Антон заметил, как шезлонг скрипнул под телом незнакомца, закутанным то ли в черный сюртук, то ли плащ. Поднявшись на кресле повыше, мужчина снял шляпу:
— Профессор Поляков.


4. Газеты мертвецов

— А почему у вас на вывеске надпись «Типография?» – спросил озадаченный Антон. – Здесь же общепит…

— Сразу видно советского человека, а еще пытался выдать себя за эмигранта, – рассмеялся профессор Поляков. – Общепит – это ваш советский новояз.

Профессор отпил со столика чашку остывшего кофе и поежившись в кресле-шезлонге, поднял воротник летнего пальто – с гор подул прохладный ветерок: дает себя знать «холодный» юг Бразилии, особенно внутренние глрные области штата Парана, где европейская зима – точнее осень вместо зимы, как знал уже лет десять журналист. Правда, он не предполагал, что вот так, без денег и билетов на самолёты переместится на другую сторону земного шара!

Солнце уже село – быстро вечерело. Антон поднял голову. Над темным горизонтом зажегся Южный крест – правда, в Южном полушарии это созвездие трудно назвать южным — крест из ярких звезд склонялся несколько к северу Земли – ближе к экватору…

Глаза профессора за стеклами очков хитро блеснули:

— Молодой человек, вы, очевидно, удивлены наличием русскоязычного населения в южноамериканском городе?

— Нет, я еще в начале десятых годов узнал об этом из интернета. В штате Парана и еще в двух бразильских штатах южнее, живет много эмигрантов из Восточной Европы, особенно немцев и славян…

— Десятых? А сами вы из двадцатых годов двадцать первого века?

— Да, а разве вас уже не информировали?

— А вы на редкость догадливый пришелец, — спокойно ответил Поляков.

Антон всё же не смог скрыть удивления. Профессор в свете фонаря, бьющего из бара прямо на журналиста, очевидно, хорошо видел его мимику.

И разговорчивый профессор продолжил:

— Понимаете, я получил задание встретить очередного засланца из иного времени, но точно не знал, из какого – много вас в последние месяцы к нам приходит…

— Зачем? – коротко и ясно задал вопрос журналист.

— О, браво, парень! Сразу виден холодный ум профессионала! Ну так и я сразу перейду к делу.

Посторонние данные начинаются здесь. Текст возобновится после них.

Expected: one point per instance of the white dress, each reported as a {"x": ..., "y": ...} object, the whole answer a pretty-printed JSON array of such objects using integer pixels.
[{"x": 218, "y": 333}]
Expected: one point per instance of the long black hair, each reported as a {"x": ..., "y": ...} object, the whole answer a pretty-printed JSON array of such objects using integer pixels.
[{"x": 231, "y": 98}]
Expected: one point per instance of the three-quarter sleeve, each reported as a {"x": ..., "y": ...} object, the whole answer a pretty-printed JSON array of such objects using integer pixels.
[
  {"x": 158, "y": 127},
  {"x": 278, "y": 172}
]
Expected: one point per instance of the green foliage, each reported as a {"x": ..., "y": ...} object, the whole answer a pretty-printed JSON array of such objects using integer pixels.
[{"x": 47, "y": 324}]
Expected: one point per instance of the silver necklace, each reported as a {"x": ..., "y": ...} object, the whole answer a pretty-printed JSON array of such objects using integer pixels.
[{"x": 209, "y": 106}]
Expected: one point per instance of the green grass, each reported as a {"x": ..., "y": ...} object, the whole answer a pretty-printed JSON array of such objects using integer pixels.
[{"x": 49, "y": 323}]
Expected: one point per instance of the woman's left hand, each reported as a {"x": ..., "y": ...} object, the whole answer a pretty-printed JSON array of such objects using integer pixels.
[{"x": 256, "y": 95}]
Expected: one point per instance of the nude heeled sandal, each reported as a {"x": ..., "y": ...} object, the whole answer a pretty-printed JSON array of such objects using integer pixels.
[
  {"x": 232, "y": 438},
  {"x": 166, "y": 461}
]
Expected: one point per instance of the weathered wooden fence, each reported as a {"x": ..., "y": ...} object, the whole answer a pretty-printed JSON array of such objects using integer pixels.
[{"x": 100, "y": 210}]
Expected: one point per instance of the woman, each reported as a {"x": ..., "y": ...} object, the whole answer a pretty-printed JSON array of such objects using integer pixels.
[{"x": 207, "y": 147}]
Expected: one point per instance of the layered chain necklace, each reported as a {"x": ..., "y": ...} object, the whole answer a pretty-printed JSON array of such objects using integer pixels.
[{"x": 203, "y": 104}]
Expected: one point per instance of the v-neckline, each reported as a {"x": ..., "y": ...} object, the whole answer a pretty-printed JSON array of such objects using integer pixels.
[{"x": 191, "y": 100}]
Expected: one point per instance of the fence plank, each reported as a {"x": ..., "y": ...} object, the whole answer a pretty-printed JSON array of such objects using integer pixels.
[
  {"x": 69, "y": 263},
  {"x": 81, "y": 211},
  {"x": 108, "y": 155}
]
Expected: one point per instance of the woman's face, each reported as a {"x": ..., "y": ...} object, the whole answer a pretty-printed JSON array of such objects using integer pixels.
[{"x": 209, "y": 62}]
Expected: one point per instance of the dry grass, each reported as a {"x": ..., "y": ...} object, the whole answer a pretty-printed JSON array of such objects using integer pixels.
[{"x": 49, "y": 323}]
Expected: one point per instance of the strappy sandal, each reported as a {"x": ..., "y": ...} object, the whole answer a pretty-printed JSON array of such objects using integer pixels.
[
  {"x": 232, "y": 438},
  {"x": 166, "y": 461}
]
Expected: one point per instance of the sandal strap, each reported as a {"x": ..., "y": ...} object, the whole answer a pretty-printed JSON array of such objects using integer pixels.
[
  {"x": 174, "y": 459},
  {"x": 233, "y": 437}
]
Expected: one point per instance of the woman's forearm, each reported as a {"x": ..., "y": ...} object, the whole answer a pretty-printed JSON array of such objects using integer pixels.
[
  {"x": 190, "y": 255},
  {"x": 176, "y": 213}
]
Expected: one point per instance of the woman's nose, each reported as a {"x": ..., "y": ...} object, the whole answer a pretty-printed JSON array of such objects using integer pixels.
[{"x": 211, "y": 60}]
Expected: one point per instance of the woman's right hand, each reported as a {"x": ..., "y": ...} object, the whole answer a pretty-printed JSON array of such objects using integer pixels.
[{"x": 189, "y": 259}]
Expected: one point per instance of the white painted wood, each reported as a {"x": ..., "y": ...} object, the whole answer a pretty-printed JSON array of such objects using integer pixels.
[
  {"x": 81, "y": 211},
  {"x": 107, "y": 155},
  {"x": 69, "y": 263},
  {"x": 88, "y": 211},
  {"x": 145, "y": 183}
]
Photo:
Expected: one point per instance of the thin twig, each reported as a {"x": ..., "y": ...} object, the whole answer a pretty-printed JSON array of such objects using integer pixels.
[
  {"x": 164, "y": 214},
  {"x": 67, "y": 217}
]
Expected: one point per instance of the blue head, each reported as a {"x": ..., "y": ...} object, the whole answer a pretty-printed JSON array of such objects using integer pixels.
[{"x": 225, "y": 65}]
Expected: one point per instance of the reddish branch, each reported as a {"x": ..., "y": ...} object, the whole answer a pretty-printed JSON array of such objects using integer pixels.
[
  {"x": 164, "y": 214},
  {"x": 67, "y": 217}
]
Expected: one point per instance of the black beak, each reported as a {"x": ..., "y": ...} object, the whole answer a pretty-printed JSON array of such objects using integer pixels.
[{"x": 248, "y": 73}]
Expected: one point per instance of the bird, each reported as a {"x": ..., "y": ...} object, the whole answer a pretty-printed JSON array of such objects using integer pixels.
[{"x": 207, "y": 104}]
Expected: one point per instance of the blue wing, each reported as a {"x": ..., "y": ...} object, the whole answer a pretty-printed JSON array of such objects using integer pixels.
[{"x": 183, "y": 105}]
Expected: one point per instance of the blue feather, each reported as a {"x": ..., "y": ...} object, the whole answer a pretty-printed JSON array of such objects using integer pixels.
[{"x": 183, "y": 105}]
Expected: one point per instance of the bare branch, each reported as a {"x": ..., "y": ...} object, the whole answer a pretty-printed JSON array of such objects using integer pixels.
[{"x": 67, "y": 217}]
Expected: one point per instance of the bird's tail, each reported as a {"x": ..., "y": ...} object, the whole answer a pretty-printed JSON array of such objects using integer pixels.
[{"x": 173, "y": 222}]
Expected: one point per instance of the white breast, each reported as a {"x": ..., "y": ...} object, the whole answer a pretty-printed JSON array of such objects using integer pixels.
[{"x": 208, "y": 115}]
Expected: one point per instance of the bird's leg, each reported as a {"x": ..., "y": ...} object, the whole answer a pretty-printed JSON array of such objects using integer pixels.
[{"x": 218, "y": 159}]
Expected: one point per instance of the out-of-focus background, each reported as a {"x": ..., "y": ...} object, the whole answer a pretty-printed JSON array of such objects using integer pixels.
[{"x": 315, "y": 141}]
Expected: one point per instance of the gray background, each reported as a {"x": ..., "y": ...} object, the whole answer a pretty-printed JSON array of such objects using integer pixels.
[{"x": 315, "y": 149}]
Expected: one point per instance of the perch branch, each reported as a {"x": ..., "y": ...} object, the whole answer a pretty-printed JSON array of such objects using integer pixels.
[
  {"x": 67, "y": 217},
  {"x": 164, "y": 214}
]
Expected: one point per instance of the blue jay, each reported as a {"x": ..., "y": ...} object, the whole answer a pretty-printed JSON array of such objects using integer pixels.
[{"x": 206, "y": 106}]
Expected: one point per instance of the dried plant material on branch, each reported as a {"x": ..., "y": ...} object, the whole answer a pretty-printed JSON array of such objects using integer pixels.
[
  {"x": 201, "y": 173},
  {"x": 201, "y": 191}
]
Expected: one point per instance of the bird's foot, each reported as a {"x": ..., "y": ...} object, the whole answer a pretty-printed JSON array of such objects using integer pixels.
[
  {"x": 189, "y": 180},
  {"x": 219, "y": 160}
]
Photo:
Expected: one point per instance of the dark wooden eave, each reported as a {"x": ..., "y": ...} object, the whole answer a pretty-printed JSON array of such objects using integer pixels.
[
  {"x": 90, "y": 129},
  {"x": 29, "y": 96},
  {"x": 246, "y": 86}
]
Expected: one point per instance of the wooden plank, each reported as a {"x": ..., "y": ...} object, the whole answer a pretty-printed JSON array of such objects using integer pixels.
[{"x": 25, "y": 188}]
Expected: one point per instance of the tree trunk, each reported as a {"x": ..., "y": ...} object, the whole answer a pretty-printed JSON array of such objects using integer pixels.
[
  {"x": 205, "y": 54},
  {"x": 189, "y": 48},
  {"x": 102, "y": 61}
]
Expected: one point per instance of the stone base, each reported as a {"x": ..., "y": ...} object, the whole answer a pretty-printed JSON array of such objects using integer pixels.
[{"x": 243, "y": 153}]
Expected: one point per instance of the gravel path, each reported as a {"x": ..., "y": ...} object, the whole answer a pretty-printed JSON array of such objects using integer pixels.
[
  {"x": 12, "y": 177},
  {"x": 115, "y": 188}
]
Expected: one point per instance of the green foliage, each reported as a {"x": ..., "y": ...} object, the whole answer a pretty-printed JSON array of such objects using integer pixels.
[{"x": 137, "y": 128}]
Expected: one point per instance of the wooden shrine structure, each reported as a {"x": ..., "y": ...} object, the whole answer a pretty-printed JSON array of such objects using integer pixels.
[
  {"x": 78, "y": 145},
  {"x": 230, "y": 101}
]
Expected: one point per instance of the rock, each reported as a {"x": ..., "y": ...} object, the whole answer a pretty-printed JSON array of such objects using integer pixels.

Вы, русские люди, владеющие художественным языком, нужны, чтобы сохранить русский язык среди детей и внуков эмигрантов. Вот вам, рекомендательное письмо – и профессор достал из-за пазухи белый конверт.

Антон недоумённо покрутил его в руках: «Улица Алмейда, 9/2»

— По этому адресу вы найдете Типографию. Впрочем, она вот – и профессор махнул рукой в сторону темного переулка — если идти прямо, то увидите двухэтажное каменное здание через пару кварталов… Там типография, печатающая газеты только для эмигрантов из России. Вот здесь и ответ, почему кафе носит такое несъедобное название…
Владельцы русского полиграфического и издательского бизнеса вполне отдают себе отчёт в крахе своих предприятий по причине исчезновения людей, читающих на русском.
Через поколение, но это произойдёт.
В семидесятые годы военная хунта закроет последние русские газеты как иностранные, а значит потенциально оппозиционные. Но они и без того уже теряли – ха, будут терять! — своих читателей по причине старости и вымирания.
Поэтому мы заранее покупаем бизнесы в сфере питания и розницы. Людям всегда нужно есть, на каком бы языке они ни говорили.
Португальский язык вытеснит русский, хотя нас здесь сотни тысяч. И наши внуки и тем более правнуки станут полными бразильцами.
У нас в будущем есть всё: кафе, рестораны, мастерские, сотни гектаров сельхозугодий – но нет России на юге Бразилии.
Но сейчас, в пятидесятые годы, она еще есть! Спасай зарубежную Россию, сын мой…

***

Через четверть часа журналист уже нажимал на кнопку звонка на массивной дубовой двери. Почти сразу дверь отворилась, и привратник в зеленой ливрее открыл дверь в холл, залитый желтым светом ламп накаливания…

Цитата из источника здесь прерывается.